Shallow shotgun metagenome sequencing (SSMS) involves sequencing samples at a shallower depth than is applied in full shotgun metagenome sequencing. By combining many more samples into a single sequencing run and using a modified protocol that uses a lower volume of reagents for sequencing library preparation, SSMS is an economical way to provide compositional and functional sequencing data similar to deep shotgun metagenome sequencing.
Compared to amplicon sequencing, SSMS provides a less biased representation of the microbial community and higher taxonomic resolution; however, it is not a replacement for a full metagenomic study. The cost of SSMS is moderately higher than that of amplicon sequencing but substantially less than that of deep shotgun metagenome sequencing.
To validate our experimental approach, we did not assume that bioinformatically downsampling the number of reads post-sequencing is a proxy for downsampling from data already sequenced. Instead, we multiplexed the samples on a single NexSeq run based on the expected number of reads. This strategy allowed for selectively targeting ~500K to ~2M reads per library after sequencing.

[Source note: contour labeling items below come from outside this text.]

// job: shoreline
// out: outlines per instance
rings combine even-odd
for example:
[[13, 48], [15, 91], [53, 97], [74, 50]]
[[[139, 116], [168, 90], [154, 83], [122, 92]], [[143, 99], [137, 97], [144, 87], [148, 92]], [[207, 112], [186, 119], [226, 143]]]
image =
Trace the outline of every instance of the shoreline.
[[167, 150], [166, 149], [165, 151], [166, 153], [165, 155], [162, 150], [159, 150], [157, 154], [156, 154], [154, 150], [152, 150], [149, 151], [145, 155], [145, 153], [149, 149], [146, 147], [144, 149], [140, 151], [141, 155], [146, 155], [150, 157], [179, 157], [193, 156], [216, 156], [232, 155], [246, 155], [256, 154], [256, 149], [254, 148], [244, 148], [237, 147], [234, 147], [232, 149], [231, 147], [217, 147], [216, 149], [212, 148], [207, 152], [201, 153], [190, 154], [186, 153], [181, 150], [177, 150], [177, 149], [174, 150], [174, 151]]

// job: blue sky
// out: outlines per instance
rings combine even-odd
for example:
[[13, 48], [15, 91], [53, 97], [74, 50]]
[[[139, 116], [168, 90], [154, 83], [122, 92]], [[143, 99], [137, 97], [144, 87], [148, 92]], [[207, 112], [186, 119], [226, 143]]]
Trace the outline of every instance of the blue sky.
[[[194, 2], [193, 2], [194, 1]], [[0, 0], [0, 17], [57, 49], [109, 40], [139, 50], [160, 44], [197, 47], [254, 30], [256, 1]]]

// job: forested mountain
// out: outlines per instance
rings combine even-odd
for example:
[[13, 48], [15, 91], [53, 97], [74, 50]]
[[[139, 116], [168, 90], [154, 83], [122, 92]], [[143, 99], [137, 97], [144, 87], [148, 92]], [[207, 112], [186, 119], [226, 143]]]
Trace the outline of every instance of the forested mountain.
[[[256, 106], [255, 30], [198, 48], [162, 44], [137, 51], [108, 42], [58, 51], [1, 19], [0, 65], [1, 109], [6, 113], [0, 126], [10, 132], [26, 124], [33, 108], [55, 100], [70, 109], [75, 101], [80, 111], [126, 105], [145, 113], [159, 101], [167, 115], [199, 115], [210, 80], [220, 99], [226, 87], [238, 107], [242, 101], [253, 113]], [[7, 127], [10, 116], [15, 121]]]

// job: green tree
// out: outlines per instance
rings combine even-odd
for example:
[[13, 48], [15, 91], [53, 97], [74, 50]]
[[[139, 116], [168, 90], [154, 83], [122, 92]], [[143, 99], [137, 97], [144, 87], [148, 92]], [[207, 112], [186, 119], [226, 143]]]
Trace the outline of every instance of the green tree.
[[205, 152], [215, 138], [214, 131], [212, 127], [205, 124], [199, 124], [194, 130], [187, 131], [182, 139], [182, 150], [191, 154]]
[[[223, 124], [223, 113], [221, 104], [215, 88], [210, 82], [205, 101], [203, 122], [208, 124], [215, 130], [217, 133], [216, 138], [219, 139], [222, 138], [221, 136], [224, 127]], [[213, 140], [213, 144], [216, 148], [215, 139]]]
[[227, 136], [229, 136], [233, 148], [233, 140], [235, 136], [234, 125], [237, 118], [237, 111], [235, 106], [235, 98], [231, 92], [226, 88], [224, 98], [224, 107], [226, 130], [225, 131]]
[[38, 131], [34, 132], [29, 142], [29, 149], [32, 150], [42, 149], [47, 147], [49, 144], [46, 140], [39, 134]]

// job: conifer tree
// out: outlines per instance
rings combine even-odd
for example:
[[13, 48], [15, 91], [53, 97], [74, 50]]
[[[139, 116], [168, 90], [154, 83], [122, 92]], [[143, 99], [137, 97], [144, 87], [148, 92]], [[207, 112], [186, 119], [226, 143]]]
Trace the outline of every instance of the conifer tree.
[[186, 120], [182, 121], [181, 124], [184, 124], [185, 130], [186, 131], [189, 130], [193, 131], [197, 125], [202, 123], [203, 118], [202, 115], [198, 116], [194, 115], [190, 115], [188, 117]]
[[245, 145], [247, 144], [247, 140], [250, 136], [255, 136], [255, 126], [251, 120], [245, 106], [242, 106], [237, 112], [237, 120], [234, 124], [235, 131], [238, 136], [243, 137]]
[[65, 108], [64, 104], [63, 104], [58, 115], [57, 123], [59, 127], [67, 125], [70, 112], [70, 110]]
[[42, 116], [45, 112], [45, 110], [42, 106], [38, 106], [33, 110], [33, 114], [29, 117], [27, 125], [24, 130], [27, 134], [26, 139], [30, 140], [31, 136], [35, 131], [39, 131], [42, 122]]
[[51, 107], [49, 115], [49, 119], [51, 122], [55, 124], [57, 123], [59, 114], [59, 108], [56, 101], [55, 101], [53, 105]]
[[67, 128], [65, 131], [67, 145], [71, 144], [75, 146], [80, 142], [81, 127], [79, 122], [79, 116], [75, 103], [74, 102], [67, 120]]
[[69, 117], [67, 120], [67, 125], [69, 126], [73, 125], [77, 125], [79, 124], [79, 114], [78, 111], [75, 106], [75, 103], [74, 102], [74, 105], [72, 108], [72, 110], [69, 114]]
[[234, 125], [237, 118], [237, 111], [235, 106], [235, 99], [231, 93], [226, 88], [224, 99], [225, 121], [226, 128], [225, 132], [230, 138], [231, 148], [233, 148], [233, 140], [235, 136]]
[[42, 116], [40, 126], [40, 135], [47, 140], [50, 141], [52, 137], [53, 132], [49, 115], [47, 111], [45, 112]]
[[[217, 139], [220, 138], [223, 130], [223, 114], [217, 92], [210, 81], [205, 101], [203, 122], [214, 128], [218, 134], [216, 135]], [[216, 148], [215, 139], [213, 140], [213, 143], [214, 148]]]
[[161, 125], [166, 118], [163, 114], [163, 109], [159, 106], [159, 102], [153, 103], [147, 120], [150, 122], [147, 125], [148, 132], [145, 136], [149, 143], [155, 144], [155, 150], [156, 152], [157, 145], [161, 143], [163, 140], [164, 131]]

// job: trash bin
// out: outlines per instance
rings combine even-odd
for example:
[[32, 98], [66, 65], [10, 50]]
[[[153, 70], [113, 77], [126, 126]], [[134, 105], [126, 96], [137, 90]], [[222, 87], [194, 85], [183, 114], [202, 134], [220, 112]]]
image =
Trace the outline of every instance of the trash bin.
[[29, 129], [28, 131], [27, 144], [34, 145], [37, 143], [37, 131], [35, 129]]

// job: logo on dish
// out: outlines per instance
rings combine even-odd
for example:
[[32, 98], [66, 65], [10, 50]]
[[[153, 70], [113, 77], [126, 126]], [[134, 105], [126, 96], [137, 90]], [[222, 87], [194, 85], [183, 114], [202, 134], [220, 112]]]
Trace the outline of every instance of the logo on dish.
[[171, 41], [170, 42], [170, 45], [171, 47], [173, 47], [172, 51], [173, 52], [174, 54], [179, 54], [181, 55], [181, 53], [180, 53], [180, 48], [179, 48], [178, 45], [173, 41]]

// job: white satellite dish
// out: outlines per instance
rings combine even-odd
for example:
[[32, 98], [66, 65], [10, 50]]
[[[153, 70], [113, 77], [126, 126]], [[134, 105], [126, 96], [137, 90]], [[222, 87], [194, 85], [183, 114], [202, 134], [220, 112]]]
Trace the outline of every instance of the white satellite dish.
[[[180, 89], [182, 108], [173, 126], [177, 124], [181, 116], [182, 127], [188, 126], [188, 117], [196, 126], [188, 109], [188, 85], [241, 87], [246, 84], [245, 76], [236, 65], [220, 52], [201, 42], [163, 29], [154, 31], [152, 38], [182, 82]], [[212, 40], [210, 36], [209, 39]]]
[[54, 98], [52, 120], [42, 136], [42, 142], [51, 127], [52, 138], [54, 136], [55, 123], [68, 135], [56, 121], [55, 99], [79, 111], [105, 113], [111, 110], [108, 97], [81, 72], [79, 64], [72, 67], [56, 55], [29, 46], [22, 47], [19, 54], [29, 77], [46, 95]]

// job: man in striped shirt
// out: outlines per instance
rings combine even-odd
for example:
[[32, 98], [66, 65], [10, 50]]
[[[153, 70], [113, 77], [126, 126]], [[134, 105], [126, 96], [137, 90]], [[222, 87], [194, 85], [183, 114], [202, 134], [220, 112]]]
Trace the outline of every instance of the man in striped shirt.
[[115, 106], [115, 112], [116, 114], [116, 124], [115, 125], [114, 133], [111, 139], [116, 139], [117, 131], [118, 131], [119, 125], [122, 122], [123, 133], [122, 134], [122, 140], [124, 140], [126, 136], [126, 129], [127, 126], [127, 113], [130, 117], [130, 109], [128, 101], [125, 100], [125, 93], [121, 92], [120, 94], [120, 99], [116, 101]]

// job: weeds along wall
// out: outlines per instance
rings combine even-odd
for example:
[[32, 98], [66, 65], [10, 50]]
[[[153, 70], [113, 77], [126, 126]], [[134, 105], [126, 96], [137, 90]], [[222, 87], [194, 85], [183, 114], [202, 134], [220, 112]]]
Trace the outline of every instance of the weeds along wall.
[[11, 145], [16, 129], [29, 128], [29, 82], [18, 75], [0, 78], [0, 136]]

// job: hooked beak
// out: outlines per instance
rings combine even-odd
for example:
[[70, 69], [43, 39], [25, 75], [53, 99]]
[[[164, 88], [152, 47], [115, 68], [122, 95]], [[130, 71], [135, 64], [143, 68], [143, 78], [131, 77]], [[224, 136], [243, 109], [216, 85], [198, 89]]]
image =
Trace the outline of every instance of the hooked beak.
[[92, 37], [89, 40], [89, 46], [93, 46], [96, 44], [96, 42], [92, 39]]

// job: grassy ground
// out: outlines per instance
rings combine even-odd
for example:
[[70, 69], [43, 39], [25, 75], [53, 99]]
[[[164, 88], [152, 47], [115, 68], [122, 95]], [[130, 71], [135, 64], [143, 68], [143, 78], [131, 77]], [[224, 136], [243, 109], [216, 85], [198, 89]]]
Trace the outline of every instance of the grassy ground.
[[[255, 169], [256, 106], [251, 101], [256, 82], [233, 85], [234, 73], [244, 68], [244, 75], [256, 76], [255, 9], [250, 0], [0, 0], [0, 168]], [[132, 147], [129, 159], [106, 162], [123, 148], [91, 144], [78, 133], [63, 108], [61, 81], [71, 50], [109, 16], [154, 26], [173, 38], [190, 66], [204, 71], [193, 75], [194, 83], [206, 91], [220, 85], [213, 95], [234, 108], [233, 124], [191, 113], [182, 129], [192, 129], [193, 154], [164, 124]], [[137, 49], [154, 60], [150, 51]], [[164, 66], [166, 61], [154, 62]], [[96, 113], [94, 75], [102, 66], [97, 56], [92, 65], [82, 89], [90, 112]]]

DNA extraction and quality control
DNA is extracted from samples using the Qiagen MagAttract PowerSoil DNA KF Kit (formerly MO BIO PowerSoil DNA Kit) optimized for the Thermofisher KingFisher robot. This kit uses magnetic beads to specifically capture DNA while excluding organic inhibitors. In-house testing has shown that this kit has a good balance of DNA yield and quality, as demonstrated on a variety of environmental sample types.
Whole DNA is prepared for sequencing using the Illumina Nextera Flex DNA library prep kit. Samples are barcoded and mixed together for sequencing. The mix is then subjected to paired-end sequencing using Illumina sequencers.